De ahí la patente libre.
Sin embargo, inflar deliberadamente el precio de un medicamento que salva vidas para obtener un beneficio es asqueroso.
El medicamento ya es caro de producir, así que básicamente están especulando con los precios a costa de los pacientes.
—¿Tenemos que privatizar la patente?
Odiaría hacerlo y retrasaría las ventas, pero sería mejor asegurarnos de poder limitar el precio del medicamento que dejar que hagan algo así.
—Sé que eres una gran cirujana, pero ¿puedes hacer eso?
—Ayudé durante la fase de pruebas del medicamento, así que puedo contactar con los desarrolladores y fabricantes para cambiar la patente.
La empresa pertenece a mis padres, aunque odiaría usar su nombre.
Estoy tratando de ser independiente, no que ellos se encarguen de mis problemas.
—Estoy seguro de que ellos están felices de que hagas lo que amas —me tranquiliza Jacob.
—Es muy amable de tu parte decir eso, y probablemente estarían de acuerdo contigo, pero veré si puedo encargarme de esto yo misma primero.
—…Oye, no tienes que responder si no quieres, pero ¿por qué estabas tan decidida a ayudar a la abuela de tu ex?
Es decir, no me malinterpretes, todos somos profesionales aquí, pero no tenías por qué intervenir cuando había muchos otros médicos y cirujanos dispuestos a ayudar y…
¿no te hizo daño?
—Anna siempre fue amable conmigo, me trató como a su propia nieta, y no dudo que si hubiera sabido el alcance de su negligencia le habría cantado las cuarenta, incluso con el corazón en ese estado.

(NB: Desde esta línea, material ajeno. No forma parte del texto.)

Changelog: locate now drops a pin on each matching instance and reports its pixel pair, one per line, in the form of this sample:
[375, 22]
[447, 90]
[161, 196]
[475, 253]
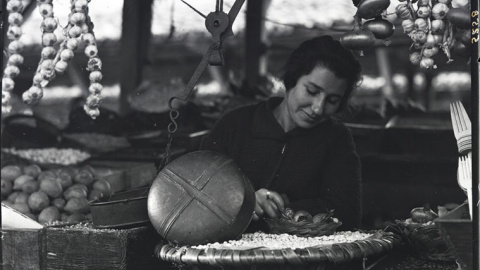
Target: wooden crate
[81, 248]
[22, 249]
[456, 229]
[60, 248]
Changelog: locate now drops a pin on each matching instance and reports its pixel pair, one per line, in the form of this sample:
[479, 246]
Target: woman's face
[313, 99]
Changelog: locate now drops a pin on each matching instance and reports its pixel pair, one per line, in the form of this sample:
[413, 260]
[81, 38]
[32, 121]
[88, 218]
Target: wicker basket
[303, 228]
[380, 243]
[426, 241]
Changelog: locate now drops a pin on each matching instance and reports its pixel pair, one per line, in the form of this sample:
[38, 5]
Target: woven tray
[380, 242]
[426, 241]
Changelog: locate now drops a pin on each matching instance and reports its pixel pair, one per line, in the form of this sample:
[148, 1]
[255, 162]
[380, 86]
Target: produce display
[97, 141]
[433, 26]
[370, 25]
[57, 195]
[423, 236]
[14, 49]
[423, 215]
[283, 241]
[50, 156]
[54, 57]
[302, 223]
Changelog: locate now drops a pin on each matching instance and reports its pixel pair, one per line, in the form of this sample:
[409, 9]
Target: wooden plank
[87, 248]
[22, 249]
[136, 33]
[255, 57]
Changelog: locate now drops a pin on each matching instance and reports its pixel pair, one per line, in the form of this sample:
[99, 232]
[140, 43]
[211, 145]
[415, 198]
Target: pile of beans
[283, 241]
[67, 156]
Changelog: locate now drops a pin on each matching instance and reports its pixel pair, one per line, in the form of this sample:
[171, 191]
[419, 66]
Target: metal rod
[201, 14]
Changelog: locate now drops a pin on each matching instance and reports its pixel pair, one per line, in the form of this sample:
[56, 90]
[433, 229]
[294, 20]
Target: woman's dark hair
[326, 52]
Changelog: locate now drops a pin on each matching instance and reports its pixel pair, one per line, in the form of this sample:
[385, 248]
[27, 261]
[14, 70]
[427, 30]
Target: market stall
[118, 181]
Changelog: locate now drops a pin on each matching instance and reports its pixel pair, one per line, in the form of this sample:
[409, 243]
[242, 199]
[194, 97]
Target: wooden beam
[136, 34]
[255, 63]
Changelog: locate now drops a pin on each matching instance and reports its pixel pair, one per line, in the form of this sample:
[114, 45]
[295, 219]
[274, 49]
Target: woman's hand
[268, 203]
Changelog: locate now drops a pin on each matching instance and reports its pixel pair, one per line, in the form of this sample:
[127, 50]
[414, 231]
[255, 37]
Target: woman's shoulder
[241, 111]
[338, 126]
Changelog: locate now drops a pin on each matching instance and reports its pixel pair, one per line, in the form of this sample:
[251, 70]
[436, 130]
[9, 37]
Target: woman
[294, 153]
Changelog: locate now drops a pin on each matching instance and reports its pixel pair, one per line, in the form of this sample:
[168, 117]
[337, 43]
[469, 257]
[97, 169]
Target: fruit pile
[65, 156]
[433, 26]
[423, 215]
[370, 25]
[57, 195]
[304, 216]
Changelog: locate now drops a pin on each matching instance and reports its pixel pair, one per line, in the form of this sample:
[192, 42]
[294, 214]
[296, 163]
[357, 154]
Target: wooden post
[136, 34]
[255, 63]
[385, 69]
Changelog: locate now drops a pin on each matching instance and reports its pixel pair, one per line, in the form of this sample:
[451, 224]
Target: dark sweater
[317, 168]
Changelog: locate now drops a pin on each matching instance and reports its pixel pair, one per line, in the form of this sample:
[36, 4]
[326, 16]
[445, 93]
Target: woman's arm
[341, 188]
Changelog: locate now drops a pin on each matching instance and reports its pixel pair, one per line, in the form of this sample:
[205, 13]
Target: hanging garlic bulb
[14, 49]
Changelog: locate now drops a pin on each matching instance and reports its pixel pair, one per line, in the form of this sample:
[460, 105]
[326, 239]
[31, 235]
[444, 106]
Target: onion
[15, 18]
[408, 25]
[66, 54]
[430, 51]
[421, 24]
[88, 38]
[75, 31]
[91, 51]
[423, 214]
[439, 11]
[438, 39]
[15, 59]
[11, 71]
[380, 28]
[430, 42]
[49, 25]
[369, 9]
[358, 39]
[48, 39]
[423, 3]
[460, 17]
[5, 97]
[437, 26]
[14, 6]
[424, 12]
[72, 43]
[14, 32]
[419, 37]
[61, 66]
[426, 63]
[7, 84]
[466, 38]
[95, 76]
[46, 10]
[95, 88]
[403, 11]
[15, 47]
[48, 52]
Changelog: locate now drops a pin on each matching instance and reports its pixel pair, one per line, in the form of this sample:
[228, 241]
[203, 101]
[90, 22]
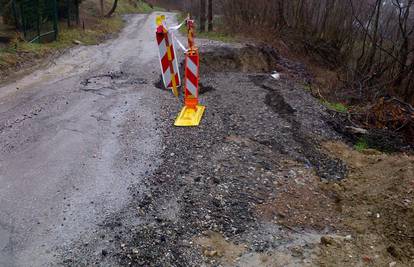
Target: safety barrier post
[192, 112]
[169, 65]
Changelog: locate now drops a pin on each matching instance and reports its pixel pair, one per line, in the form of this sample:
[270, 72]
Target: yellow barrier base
[190, 117]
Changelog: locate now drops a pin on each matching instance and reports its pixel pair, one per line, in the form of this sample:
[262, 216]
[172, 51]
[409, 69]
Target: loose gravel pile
[219, 195]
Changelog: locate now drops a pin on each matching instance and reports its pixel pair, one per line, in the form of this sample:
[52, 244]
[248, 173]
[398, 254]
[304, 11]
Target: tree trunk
[202, 15]
[210, 15]
[112, 9]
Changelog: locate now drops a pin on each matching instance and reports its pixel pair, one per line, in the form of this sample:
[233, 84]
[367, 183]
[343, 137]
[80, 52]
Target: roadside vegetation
[359, 55]
[93, 28]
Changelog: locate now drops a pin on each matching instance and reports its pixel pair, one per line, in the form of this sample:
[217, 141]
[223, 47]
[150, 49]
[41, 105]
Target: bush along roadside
[93, 29]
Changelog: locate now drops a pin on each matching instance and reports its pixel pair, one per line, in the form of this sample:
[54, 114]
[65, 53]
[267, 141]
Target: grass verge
[19, 54]
[216, 34]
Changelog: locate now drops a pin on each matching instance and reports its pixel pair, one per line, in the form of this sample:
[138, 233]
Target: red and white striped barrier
[192, 112]
[192, 63]
[168, 60]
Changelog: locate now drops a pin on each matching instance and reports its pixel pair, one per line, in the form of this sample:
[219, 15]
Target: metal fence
[69, 10]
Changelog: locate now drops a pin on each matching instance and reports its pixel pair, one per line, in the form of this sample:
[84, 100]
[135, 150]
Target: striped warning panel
[168, 59]
[191, 74]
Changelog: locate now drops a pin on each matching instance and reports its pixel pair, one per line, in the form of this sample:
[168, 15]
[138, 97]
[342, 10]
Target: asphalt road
[73, 138]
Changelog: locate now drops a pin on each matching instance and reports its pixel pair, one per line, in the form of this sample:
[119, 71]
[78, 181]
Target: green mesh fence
[36, 19]
[69, 11]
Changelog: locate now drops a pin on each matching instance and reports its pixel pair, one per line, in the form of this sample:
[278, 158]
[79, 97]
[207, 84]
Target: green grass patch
[335, 106]
[136, 6]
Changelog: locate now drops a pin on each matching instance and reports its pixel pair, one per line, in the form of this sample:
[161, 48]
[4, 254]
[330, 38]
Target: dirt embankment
[264, 181]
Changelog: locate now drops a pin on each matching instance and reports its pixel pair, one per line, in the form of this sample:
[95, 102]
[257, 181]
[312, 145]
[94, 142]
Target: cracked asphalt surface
[94, 174]
[73, 138]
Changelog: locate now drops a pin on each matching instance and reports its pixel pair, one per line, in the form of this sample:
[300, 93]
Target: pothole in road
[104, 83]
[202, 88]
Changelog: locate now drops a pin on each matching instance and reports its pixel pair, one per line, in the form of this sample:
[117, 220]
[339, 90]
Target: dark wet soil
[214, 178]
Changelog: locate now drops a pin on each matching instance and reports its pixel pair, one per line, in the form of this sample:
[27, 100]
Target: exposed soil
[376, 203]
[265, 180]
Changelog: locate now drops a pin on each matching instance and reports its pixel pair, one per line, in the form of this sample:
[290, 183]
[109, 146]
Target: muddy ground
[264, 181]
[96, 174]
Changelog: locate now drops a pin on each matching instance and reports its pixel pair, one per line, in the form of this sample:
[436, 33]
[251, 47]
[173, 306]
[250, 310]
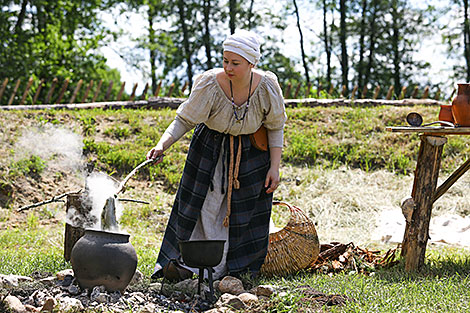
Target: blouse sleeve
[196, 109]
[275, 116]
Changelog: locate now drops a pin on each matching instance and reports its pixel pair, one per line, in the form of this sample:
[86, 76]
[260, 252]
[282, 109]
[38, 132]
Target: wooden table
[417, 209]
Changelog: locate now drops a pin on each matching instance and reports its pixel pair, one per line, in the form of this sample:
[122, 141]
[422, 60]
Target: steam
[62, 149]
[54, 144]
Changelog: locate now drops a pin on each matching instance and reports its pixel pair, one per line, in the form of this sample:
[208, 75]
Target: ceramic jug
[461, 105]
[104, 258]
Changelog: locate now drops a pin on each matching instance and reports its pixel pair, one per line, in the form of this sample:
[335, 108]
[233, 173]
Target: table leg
[424, 187]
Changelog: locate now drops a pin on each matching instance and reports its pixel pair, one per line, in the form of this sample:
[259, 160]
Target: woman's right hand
[156, 153]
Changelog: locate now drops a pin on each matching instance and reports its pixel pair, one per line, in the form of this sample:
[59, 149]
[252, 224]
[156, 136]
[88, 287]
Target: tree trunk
[326, 40]
[466, 34]
[372, 38]
[187, 50]
[342, 37]
[395, 48]
[153, 55]
[19, 22]
[250, 15]
[362, 35]
[304, 58]
[233, 13]
[207, 36]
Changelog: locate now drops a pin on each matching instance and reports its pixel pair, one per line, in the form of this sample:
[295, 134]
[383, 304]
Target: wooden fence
[91, 92]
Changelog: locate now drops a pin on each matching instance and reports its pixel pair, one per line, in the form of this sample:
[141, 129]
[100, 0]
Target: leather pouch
[259, 139]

Supongo que quería devolverle todo lo que hizo por mí…
—Ella…
—Y, si vamos a ser sinceros, como médica, no quiero abandonar a mis pacientes, y como nieta, no quería que mi abuela falleciera sin hacer todo lo que pudiera por ella.
—Bueno, si no fuera por ti, probablemente habría fallecido hace mucho tiempo.
Fuiste tú quien insistió en que fuera a esa primera cita cuando tenía un soplo en el corazón, ¿no?
—Sí, no podía simplemente ignorarlo.
Aunque no fuéramos cercanas, habría hecho todo lo posible por ayudar.
—Tuvo mucha suerte de tenerte…
tu ex también, aunque no pudiera sacar la cabeza del culo para entenderlo.
Su abuela está viva gracias a ti…
¡joder, has hecho tanto por él!
—Ya es cosa del pasado.
—Si alguna vez necesitas ayuda, Ella, que sepas que estoy aquí para ti, ¿vale?
—…Gracias, Jacob.
Buenas noches —murmuro antes de colgar y mirar al techo.
Hay elegantes molduras de corona en el techo, por no hablar de las gruesas cortinas que cuelgan alrededor de la cama con dosel.
Jacob es agradable; también es dulce y atento, pero después de todo, la verdad es que no sé qué sentir sobre volver a tener citas, ni tampoco qué debería sentir por él.